The Lakers, however, are entering a second relationship with Dwight Howard with their eyes wide open — he will sign a non-guaranteed contract to be the team’s center (sharing duties with Anthony Davis and JaVale McGee). Howard will have to prove himself, on and off the court. The Lakers have leverage and can waive Howard and move on to Joakim Noah or someone else quickly if things do not pan out.

But how did it even get to this point? How did Howard — who did his annual summer media tour saying “I have changed, I am taking the game and my conditioning seriously, I just want a chance” and league observers shrugged because they have heard the same thing for years — convince the Lakers to roll the dice on him again? Shams Charania of The Athletic laid it all out.

Howard’s message to [Laker assistant coach Jason] Kidd and the Lakers was the same one he delivered to The Athletic in July from NBA summer league: He’s learned from the past several seasons, learned that, at age 33, he is simply one of the guys now. Howard believes he can contribute at a high level for any NBA team, but the eight-time All-Star also understands he has to focus on rebounding, defense, blocking shots, finishing around the rim and simply playing whenever he is asked… Kidd became convinced about Howard’s newfound awakening…

The Lakers then began setting workouts for free agents, and Howard traveled from Atlanta to Los Angeles on Wednesday. His meeting and workout with the Lakers was set for Thursday, but Howard went to the Lakers’ facility in El Segundo, Calif., on Wednesday afternoon for his own training session. The Lakers were surprised to see him, sources said, and many key decision makers were in attendance…

League sources said Howard had a convincing and emotional meeting with the players and Lakers officials, explaining how he had reached rock bottom a season ago and needed to find a new mindset in his life. On and off the floor. He was not the teammate he needed to be in playing for three teams in the past three years. He did not take the game seriously enough, he did not understand what was needed to turn the corner.

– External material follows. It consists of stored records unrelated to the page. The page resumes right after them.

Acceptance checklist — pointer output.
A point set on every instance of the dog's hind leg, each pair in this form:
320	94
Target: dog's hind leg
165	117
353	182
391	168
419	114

Howard has said all that before. Multiple times. To multiple teams and teammates. Maybe this time he has genuinely figured things out, but whatever he did and said was enough to convince the Lakers to buy in…

To a point.

One could argue — and I would make the case — that Noah would be a better fit on the court for the Lakers’ needs in terms of passing and defense, but he comes with plenty of risks as well (health, getting along with LeBron James, and how much he liked the nightlife as a Knick in New York and what that would mean in L.A.). At least with Howard, the Lakers mitigated that risk with the non-guaranteed contract. If Howard will not accept his role and is disruptive (as he has been in recent stops), if he is still eating candy like a bingeing 10-year-old on Halloween night, if he can’t stay healthy, the Lakers can waive Howard and move on. If the Lakers brought in Noah, they would have been smart to have the same non-guaranteed contract (if Noah would have signed that kind of deal).

For now the Lakers have their man, but he’s basically on probation. Howard has to prove in deeds everything he has said in words.